The work reveals a broader trend: computation is increasingly being planned and executed dynamically and adaptively, and LLMs make "runtime programming" a reality.

Limitations & Future Work¶

Runtime overhead (0.4–4.3×) may be unacceptable in latency-sensitive settings.
LLM operations on complex program objects are susceptible to errors (hallucinated writes with incorrect values).
Only a Python implementation is currently available; portability to other languages remains to be validated.
Security concerns: direct prompt manipulation of program state may introduce unintended side effects.

vs. LangChain/DSPy: These systems adopt isolated state, requiring manual schema definitions and serialization. Nightjar eliminates this burden.
vs.

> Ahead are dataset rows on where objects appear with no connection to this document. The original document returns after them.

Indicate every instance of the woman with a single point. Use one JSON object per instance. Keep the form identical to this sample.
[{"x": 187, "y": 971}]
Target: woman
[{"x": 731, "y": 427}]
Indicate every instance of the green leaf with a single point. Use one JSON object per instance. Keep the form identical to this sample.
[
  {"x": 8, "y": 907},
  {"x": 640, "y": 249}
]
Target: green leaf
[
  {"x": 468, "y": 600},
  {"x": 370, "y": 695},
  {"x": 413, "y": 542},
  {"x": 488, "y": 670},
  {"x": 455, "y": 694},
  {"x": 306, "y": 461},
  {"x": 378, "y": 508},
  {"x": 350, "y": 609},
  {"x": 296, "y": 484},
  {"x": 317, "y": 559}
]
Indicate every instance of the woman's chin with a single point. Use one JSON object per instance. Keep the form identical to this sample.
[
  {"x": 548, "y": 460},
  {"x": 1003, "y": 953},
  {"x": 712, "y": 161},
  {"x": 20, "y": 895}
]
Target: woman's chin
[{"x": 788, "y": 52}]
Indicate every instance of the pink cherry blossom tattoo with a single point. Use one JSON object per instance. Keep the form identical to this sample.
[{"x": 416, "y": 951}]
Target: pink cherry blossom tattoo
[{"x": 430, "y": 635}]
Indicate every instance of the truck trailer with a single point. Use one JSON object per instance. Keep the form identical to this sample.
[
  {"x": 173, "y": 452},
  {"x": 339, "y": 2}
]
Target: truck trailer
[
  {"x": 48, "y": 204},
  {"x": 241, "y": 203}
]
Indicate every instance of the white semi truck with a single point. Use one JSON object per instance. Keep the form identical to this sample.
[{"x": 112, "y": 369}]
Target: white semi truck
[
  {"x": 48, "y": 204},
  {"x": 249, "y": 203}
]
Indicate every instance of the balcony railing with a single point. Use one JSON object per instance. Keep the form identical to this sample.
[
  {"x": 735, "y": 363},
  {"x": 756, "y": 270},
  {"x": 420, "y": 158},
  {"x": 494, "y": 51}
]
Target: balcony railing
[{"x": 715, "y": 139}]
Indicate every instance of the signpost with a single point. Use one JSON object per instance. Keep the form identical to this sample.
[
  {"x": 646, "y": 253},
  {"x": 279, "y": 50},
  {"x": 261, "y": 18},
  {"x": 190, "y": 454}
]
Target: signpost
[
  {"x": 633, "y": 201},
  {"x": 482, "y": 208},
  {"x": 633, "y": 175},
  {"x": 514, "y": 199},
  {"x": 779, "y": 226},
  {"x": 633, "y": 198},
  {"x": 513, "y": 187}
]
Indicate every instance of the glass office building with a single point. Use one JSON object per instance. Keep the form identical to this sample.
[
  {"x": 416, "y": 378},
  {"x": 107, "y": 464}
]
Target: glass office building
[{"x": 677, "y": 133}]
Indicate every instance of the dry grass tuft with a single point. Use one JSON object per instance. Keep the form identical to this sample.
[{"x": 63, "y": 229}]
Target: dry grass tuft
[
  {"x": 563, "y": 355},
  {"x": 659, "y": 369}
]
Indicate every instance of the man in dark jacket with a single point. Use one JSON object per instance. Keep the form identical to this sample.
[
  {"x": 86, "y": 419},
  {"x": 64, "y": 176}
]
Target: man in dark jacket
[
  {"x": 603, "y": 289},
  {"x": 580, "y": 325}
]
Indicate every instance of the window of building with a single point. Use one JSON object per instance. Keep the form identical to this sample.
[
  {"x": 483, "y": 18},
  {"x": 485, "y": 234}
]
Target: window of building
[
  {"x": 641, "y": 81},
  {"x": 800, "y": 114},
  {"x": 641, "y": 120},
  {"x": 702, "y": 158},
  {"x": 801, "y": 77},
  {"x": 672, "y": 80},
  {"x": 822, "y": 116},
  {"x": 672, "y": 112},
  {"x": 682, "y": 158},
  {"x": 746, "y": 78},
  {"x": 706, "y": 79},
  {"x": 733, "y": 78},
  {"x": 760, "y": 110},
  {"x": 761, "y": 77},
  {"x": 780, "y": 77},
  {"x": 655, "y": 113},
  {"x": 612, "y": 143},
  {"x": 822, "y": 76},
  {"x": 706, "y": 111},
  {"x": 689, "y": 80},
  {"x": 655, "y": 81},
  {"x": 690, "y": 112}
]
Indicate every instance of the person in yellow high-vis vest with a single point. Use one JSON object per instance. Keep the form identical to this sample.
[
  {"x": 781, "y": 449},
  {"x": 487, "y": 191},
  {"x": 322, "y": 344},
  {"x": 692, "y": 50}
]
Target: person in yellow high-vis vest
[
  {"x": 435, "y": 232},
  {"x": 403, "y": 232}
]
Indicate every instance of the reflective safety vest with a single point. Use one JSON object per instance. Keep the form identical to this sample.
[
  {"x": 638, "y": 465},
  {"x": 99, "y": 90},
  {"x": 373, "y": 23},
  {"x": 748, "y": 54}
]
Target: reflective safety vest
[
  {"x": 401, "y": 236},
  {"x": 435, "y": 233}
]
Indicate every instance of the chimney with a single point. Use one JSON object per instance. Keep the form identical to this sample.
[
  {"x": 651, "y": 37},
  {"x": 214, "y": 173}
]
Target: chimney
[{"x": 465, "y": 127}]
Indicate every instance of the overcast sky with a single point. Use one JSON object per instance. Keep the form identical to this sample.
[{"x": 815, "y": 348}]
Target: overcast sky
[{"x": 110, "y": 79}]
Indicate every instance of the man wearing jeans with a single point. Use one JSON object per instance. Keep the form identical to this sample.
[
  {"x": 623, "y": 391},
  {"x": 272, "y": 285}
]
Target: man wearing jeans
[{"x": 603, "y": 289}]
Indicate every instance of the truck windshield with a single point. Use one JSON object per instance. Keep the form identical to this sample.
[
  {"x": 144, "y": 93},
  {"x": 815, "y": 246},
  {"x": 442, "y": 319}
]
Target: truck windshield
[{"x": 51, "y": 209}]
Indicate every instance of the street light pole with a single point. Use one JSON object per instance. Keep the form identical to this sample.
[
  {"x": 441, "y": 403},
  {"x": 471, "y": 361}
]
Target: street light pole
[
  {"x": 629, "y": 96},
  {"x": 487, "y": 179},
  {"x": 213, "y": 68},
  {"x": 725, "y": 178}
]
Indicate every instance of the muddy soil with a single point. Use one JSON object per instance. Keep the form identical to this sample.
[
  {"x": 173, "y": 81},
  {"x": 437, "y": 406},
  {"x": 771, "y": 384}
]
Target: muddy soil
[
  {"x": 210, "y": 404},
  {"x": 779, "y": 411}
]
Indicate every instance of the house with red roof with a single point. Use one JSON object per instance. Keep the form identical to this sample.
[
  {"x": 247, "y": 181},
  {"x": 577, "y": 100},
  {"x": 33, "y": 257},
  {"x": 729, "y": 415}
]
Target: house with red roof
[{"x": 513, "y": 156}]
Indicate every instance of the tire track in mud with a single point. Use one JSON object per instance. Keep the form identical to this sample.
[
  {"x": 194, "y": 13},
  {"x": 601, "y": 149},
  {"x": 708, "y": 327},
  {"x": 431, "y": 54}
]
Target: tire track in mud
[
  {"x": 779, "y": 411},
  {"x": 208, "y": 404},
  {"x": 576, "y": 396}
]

AskIt/ANPL: These systems use LLM-generated functions to replace prompts, partially sharing state but without support for variable writes or control flow.
vs. tool use: Tool use requires developers to define custom functions; Nightjar's shared state requires no additional function definitions from the developer.

Rating¶

Novelty: ⭐⭐⭐⭐ — Shared program state is a novel programming abstraction; the application of effects & handlers is innovative.
Experimental Thoroughness: ⭐⭐⭐ — Limited number of tasks; large-scale application validation is lacking.
Writing Quality: ⭐⭐⭐⭐ — PL formal specification and practical system are well integrated.
Value: ⭐⭐⭐⭐ — Provides meaningful guidance for the design of LLM programming systems.